Secondary Outcome Measures:
  • Toxicity [ Time Frame: Up to 6 months after treatment start ] [ Designated as safety issue: Yes ]
    The number and percentage of patients who experience grade 3 or higher adverse event

  • Progression free survival [ Time Frame: up to 5 years after treatment start ] [ Designated as safety issue: No ]
    Time from date of randomisation to the date of first progression, relapse or death from any cause

  • Overall survival [ Time Frame: up to 5 years after treatment start ] [ Designated as safety issue: No ]
    Time form date of randomisation to the date of death from any cause

  • Quality of life [ Time Frame: at 3 and 6 months after treatment start ] [ Designated as safety issue: No ]
    Quality of life will be measured using patient-completed EQ-5D questionnaire


Estimated Enrollment: 56
Study Start Date: January 2013
Estimated Study Completion Date: July 2021
Estimated Primary Completion Date: July 2016 (Final data collection date for primary outcome measure)
Arms Assigned Interventions
Experimental: bortezomib, cyclophosphamide, rituximab

Bortezomib:1.6 mg/m2 s.c; days 1, 8, 15 of each cycle. Cyclophosphamide:250 mg/m2 oral; days 1, 8, 15 of each cycle. Rituximab: 375 mg/m2 i.v. infusion; days 1, 8, 15 and 22 of cycles 2 and 5 only.

Cycle repeated every 28 days. After 3 cycles of treatment, patients are reassessed and those with evidence of progression stop trial treatment. All other patients continue with further 3 cycles (to a total of 6) unless a clear clinical contradiction to further treatment exist.

Drug: Bortezomib
1.6 mg/m2 subcutaneous bortezomib on days1, 8 and 15 of 28 days cycle
Other Name: Velcade
Drug: Cyclophosphamide

Cyclophosphamide:250 mg/sq m, oral, days 1, 8 and 15 of each cycle in the experimental arm.

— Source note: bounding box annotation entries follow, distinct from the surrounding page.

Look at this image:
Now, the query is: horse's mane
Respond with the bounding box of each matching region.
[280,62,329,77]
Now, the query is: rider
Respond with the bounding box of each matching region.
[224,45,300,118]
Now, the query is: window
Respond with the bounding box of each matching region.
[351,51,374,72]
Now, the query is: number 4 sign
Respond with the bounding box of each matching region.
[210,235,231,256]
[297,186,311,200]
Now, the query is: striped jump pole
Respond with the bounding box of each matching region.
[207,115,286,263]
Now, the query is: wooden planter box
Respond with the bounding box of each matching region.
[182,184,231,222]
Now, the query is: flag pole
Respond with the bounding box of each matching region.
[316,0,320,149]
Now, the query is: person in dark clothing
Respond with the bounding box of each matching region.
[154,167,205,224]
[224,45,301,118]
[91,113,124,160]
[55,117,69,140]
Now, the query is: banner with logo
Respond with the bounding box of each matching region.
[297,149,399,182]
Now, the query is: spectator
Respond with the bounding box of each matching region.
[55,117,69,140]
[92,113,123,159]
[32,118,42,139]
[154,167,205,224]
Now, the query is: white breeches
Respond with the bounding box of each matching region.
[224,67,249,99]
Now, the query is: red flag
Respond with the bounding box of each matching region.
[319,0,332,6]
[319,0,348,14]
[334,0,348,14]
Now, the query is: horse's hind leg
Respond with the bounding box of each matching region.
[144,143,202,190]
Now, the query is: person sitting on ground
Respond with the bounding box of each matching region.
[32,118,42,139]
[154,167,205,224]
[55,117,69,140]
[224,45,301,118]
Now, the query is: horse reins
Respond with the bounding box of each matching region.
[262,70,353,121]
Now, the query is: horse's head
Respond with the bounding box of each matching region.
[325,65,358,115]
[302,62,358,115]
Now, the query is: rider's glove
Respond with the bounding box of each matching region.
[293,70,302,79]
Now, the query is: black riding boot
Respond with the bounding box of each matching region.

Cyclophosphamide:250 mg/sq m, oral, days 1, 2 and 3 of each cycle in the control arm.

Biological: Rituximab
Rituximab: 375 mg/m2 i.v. infusion; days 1, 8, 15 and 22 of cycles 2 and 5 only
Other Name: MabThera
Active Comparator: fludarabine, cyclophosphamide, rituximab

Fludarabine:40 mg/sq m, oral, days 1,2 and 3 of each cycle. Cyclophosphamide:250 mg/sq m; oral, days 1, 2 and 3 of each cycle. Rituximab: 375 mg/sq m i.v. infusion days 1, 8, 15 and 22 of cycles 2 and 5 only.

Cycle repeated every 28 days.After 3 cycles of treatment, patients are reassessed and those with evidence of progression stop trial treatment. All other patients continue with further 3 cycles (to a total of 6) unless a clear clinical contradiction to further treatment exist.

Drug: Cyclophosphamide

Cyclophosphamide:250 mg/sq m, oral, days 1, 8 and 15 of each cycle in the experimental arm.

Cyclophosphamide:250 mg/sq m, oral, days 1, 2 and 3 of each cycle in the control arm.

Biological: Rituximab
Rituximab: 375 mg/m2 i.v. infusion; days 1, 8, 15 and 22 of cycles 2 and 5 only
Other Name: MabThera
Drug: Fludarabine
Fludarabine: 40 mg/sq m, oral, days 1, 2 and 3

Detailed Description:

Waldenstrom macroglobulinaemia (WM) is a low grade nonHodgkin lymphoma characterised by bone marrow infiltration and the presence of an abnormal protein in the blood (IgM paraprotein. Most patients require treatment at presentation but there is no agreed standard of first line therapy. Current treatment is unsatisfactory with responses often incomplete and slow to attain, while recurrence is inevitable.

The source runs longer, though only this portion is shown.